Além dos dados estatísticos, é indispensável que operadores do Direito e partes interessadas estejam atentos às recentes teses do Superior Tribunal de Justiça (STJ) que impactam diretamente o instituto da arbitragem. Destacamos algumas decisões importante:

  1. Força vinculante da cláusula arbitral: Uma vez pactuada, a cláusula arbitral é obrigatória e prevalece sobre a jurisdição estatal.
    • AgInt no AREsp n. 2.498.900/SP (2024)
  2. Destituição da cláusula compromissória: Apenas a manifestação expressa das partes pode afastar uma cláusula compromissória ampla.
    • REsp n. 1.678.667/RJ (2018)
  3. Competência do juízo arbitral: O juízo arbitral tem primazia para decidir sobre a validade da cláusula compromissória e do contrato que a contém.
    • AgInt no CC n. 188.693/SP (2024)
  4. Exceções para nulidade da cláusula arbitral: O Poder Judiciário pode declarar sua nulidade em casos de flagrante ilegalidade.
    • AgInt nos EDcl no REsp n. 2.058.388/SP (2024)
  5. Medidas de urgência: Ajuizar medidas de urgência no Judiciário não compromete a validade da cláusula arbitral.

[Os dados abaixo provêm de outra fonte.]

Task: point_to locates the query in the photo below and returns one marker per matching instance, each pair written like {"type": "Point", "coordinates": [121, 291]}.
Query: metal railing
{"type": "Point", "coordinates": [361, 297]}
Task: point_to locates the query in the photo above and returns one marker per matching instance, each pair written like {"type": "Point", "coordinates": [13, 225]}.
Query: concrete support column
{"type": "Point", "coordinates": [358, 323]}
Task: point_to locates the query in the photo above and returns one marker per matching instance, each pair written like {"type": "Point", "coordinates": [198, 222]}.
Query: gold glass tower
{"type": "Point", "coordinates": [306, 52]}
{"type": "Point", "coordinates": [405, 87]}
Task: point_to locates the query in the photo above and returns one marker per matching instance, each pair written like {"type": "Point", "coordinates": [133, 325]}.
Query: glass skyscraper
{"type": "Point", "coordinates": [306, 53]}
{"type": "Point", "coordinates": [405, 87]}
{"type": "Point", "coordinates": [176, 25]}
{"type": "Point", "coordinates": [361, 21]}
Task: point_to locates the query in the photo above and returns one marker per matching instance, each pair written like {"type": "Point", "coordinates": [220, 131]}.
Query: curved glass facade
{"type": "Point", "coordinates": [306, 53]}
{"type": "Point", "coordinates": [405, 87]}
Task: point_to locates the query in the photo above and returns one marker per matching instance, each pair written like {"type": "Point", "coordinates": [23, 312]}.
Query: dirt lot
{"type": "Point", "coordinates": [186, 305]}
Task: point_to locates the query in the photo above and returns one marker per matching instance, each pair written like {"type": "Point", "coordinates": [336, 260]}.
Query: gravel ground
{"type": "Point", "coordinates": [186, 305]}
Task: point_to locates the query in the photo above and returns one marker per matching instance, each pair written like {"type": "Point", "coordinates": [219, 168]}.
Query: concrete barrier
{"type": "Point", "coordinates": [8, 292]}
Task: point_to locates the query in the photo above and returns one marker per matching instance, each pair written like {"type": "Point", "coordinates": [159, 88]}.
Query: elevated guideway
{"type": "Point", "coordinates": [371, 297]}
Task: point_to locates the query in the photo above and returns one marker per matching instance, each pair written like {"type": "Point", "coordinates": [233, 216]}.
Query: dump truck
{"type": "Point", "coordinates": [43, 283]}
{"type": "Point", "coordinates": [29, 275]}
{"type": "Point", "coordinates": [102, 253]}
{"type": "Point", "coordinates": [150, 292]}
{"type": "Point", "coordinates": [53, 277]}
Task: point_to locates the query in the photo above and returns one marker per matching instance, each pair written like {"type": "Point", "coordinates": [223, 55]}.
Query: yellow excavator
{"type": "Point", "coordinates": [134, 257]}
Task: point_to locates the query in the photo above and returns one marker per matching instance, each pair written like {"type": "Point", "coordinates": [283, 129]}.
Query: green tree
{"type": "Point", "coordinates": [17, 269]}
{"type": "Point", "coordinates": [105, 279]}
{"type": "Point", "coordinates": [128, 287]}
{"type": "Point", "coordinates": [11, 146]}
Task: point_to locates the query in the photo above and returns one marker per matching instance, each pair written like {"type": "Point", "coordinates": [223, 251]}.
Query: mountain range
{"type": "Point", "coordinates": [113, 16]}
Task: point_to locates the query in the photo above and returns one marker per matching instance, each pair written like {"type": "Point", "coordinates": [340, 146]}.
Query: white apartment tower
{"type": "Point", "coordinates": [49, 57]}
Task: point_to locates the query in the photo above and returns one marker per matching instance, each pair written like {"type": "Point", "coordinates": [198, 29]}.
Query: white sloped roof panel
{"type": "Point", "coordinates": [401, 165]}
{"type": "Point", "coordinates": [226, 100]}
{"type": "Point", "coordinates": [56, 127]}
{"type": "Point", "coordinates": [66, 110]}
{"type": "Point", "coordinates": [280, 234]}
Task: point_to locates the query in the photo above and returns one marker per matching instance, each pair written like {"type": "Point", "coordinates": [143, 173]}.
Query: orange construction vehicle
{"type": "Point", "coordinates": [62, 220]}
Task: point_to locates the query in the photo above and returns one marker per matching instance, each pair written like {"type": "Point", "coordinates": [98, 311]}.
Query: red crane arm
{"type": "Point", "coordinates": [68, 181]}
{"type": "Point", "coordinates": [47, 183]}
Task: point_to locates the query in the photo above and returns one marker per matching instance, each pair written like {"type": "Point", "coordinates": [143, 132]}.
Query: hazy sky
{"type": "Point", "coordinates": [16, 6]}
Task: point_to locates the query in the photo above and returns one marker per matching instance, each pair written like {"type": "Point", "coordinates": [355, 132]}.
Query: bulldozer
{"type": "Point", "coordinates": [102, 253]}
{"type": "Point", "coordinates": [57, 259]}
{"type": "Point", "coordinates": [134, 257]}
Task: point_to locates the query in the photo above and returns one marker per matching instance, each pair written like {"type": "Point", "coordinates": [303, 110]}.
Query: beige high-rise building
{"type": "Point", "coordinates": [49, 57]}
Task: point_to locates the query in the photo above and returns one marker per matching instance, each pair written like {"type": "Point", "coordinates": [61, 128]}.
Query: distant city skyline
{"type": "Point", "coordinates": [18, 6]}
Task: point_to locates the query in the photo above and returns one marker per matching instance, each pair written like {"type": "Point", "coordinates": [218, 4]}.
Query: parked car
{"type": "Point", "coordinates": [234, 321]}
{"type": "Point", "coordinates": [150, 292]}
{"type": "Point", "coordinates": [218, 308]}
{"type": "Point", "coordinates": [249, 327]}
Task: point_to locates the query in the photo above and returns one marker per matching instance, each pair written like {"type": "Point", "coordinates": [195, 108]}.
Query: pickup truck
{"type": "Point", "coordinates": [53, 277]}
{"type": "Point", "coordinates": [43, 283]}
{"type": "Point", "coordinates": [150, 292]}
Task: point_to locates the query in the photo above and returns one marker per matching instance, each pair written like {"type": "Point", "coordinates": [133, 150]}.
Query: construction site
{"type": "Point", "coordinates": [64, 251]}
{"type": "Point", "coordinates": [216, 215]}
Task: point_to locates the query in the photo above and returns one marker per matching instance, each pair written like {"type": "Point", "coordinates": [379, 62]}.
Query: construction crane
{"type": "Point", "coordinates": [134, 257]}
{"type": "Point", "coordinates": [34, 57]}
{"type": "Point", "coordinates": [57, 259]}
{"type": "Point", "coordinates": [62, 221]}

    • CC n. 197.434/SP (2023)
  6. Arbitragem em relações de consumo: Embora não possa ser obrigatória no momento da contratação, a arbitragem pode ser utilizada posteriormente, com consenso entre as partes.
    • REsp n. 1.361.869/SP (2022)

Essas teses servem como diretrizes essenciais tanto para a redação de cláusulas compromissórias quanto para a resolução de controvérsias futuras, garantindo maior segurança jurídica e previsibilidade.